Single Incision Experience At San Diego: The Evolution of Clear Imaging

Objective: Classic laparoscopic surgery is based on the ability to triangulate instrumentation to have good exposure and working space. This is done with multiple trans-abdominal ports. Decreasing the number of ports may be beneficial in decreasing pain. In addition elimination of port sites eliminates the risk of herniation at those sites and provides a definite cosmetic benefit. The visualization platform is evolving as our clinical experience broadens. A challenge of visualization with a rigid laparoscope in a single incision operation is collisions between the instrumentation, the camera head and the light cord. This makes triangulation and steady visualization difficult. To eliminate these collisions and stabilize the visualization platform we have adoped the use of a sterile high definition endoscope as our imaging modality of choice.

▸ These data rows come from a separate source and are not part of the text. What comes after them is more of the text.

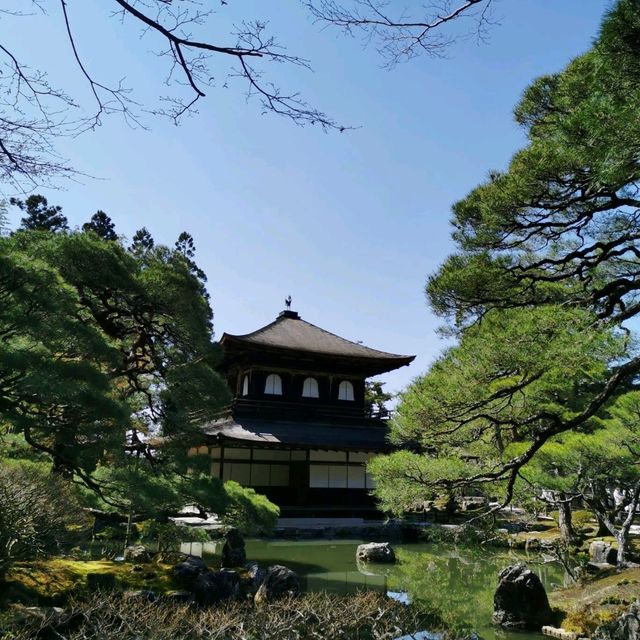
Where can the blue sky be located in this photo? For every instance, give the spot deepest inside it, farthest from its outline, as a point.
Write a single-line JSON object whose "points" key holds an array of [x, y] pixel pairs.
{"points": [[350, 224]]}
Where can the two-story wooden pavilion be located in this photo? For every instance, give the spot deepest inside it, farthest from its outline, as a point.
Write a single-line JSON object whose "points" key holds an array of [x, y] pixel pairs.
{"points": [[298, 430]]}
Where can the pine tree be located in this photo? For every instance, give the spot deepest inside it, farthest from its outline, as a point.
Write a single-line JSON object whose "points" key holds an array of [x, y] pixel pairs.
{"points": [[102, 225], [40, 216]]}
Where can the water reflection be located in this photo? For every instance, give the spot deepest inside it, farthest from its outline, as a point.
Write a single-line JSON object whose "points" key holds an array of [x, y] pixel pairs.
{"points": [[459, 581]]}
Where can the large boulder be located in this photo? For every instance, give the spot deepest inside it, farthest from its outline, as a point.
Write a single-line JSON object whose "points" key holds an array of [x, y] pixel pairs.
{"points": [[601, 552], [187, 572], [233, 552], [626, 627], [212, 587], [520, 601], [375, 552], [278, 582], [137, 553]]}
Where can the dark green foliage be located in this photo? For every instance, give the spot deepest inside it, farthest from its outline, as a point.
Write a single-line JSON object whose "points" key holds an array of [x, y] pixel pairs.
{"points": [[249, 511], [101, 351], [376, 399], [102, 225], [541, 289], [36, 508], [142, 241], [186, 246], [39, 215]]}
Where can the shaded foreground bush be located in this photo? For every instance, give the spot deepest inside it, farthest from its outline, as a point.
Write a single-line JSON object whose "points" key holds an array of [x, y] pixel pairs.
{"points": [[364, 616]]}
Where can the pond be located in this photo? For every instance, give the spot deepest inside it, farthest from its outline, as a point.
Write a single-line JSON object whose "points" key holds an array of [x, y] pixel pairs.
{"points": [[458, 580]]}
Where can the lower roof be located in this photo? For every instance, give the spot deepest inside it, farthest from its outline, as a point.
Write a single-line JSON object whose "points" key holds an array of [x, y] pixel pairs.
{"points": [[315, 435]]}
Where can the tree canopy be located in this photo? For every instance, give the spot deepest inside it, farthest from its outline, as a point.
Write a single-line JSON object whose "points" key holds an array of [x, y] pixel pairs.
{"points": [[107, 363], [543, 285]]}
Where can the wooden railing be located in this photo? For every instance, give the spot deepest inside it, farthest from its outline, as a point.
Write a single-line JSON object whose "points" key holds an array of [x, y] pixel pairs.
{"points": [[299, 410]]}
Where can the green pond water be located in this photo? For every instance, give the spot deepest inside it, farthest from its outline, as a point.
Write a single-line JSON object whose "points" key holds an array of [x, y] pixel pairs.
{"points": [[458, 580]]}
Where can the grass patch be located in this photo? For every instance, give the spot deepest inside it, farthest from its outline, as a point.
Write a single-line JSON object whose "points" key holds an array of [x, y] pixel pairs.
{"points": [[596, 601], [52, 581]]}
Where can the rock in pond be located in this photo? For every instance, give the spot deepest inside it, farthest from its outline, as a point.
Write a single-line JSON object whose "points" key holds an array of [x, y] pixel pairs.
{"points": [[520, 601], [601, 552], [626, 627], [212, 587], [137, 553], [279, 581], [375, 552], [187, 572], [233, 553]]}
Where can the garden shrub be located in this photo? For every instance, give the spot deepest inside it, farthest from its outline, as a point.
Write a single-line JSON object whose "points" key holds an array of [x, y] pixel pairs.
{"points": [[251, 512]]}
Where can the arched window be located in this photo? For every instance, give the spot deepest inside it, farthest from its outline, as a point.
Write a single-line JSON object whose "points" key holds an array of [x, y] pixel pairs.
{"points": [[310, 388], [273, 385], [345, 391]]}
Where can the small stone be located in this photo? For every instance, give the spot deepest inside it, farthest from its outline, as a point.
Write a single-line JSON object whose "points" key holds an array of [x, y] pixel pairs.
{"points": [[187, 572], [626, 627], [602, 552], [137, 553], [141, 594]]}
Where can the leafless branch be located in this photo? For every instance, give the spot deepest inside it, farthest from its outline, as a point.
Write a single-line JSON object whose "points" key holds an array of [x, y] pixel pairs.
{"points": [[399, 37]]}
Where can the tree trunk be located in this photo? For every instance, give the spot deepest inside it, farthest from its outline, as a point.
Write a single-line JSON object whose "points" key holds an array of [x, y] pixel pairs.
{"points": [[565, 519], [623, 534], [603, 530]]}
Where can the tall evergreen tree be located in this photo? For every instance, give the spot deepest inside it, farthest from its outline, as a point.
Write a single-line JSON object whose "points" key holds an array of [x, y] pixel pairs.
{"points": [[542, 287], [102, 225], [142, 241], [39, 215]]}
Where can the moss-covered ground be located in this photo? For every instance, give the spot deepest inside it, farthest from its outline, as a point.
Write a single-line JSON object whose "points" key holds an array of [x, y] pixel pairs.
{"points": [[52, 581], [596, 600]]}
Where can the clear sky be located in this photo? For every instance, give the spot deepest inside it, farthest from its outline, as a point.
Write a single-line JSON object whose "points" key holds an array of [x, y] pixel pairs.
{"points": [[349, 224]]}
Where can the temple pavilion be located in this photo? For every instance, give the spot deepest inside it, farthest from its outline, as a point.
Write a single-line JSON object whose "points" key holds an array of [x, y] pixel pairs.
{"points": [[299, 430]]}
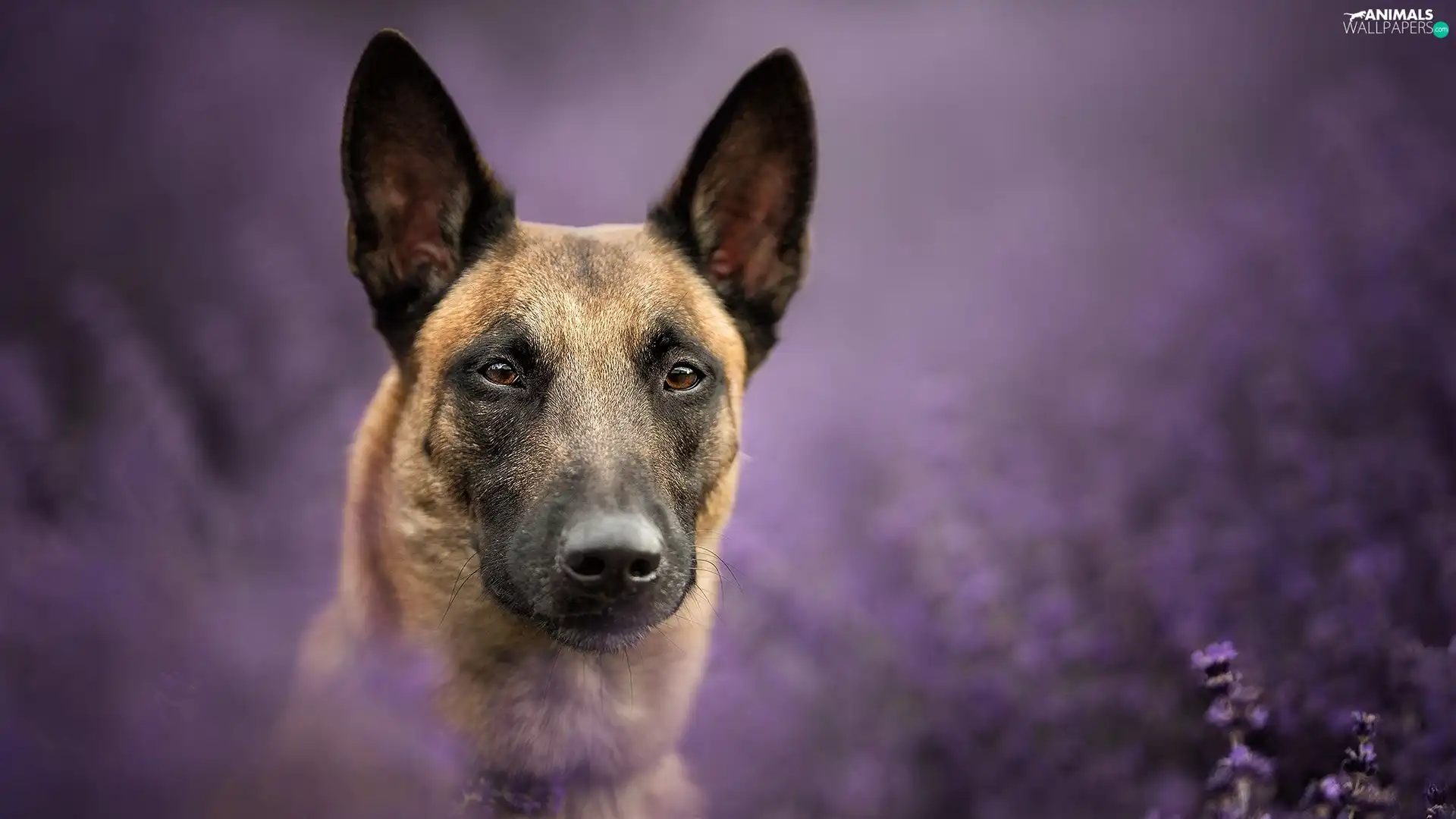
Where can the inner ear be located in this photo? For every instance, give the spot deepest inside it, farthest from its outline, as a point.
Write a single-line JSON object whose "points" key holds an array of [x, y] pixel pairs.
{"points": [[740, 207], [422, 205]]}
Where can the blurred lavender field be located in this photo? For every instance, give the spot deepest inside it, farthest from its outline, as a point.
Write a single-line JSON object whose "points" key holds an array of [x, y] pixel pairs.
{"points": [[1128, 330]]}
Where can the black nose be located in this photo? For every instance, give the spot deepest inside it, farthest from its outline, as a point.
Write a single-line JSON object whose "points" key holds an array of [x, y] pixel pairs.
{"points": [[612, 556]]}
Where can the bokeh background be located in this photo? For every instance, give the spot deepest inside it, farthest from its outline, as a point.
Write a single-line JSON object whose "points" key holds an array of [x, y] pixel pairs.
{"points": [[1130, 327]]}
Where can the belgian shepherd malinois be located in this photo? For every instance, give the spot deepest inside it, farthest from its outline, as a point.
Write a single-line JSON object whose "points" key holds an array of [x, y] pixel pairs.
{"points": [[560, 436]]}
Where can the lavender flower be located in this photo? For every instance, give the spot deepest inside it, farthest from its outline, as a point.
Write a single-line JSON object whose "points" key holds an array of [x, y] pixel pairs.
{"points": [[1241, 784]]}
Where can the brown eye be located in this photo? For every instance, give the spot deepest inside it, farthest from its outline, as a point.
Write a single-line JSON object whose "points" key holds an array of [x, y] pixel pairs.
{"points": [[501, 373], [682, 378]]}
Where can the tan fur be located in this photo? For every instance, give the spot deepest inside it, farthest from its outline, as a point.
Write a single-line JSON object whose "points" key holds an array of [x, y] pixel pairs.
{"points": [[514, 695]]}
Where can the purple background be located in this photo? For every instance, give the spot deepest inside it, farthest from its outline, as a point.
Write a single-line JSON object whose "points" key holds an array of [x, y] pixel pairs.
{"points": [[1128, 328]]}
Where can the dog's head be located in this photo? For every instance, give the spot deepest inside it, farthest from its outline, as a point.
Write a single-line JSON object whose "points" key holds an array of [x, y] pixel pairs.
{"points": [[574, 394]]}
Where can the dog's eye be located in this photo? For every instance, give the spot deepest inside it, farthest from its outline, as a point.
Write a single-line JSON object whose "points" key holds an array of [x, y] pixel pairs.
{"points": [[682, 378], [501, 373]]}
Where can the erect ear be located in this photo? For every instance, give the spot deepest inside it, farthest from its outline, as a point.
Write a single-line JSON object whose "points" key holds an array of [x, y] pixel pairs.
{"points": [[422, 205], [740, 209]]}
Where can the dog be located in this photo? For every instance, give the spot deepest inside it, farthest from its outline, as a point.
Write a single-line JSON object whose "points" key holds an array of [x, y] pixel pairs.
{"points": [[539, 484]]}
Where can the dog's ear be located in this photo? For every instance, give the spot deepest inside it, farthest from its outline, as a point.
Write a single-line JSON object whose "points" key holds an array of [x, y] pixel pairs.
{"points": [[742, 205], [422, 205]]}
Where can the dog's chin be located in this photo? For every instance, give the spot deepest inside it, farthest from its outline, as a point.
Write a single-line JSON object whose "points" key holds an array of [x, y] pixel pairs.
{"points": [[598, 634]]}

Methods: 3 patients have had single incision surgery using the endoscope as a visualization platform. The patients were 3 females with 2 adjustable gastric bands placed, and 1 cholecystectomy. There were no complications. Patients went home the day of the operation. All were seen in clinic for 1 week postoperative follow up.

Results: All patients had successful operations using the single incision technique. None had to be converted to standard laparoscopic technique. Use of the flexible endoscope in place of a rigid endoscope allowed for better visualization, movement of instruments in the ports and ease of surgery.

Conclusions: Decreasing the amount of incisions decreases patient pain, risk of port site herniation and gives improved cosmesis. The evolution of visualization from a laparoscope to a flexible endoscope has allowed for increased operating ease for the surgeon by moving the scope out of the close proximity of the surgical instruments. The visualization is also better as the flexibility of the scope allows for superior triangulation. Lastly, the endoscope has the obvious advantage of self cleaning, leading to better image quality and decreased operating time. Thus, we believe that using an flexible endoscope rather than a rigid scope will prove to be a superior in single incision surgery.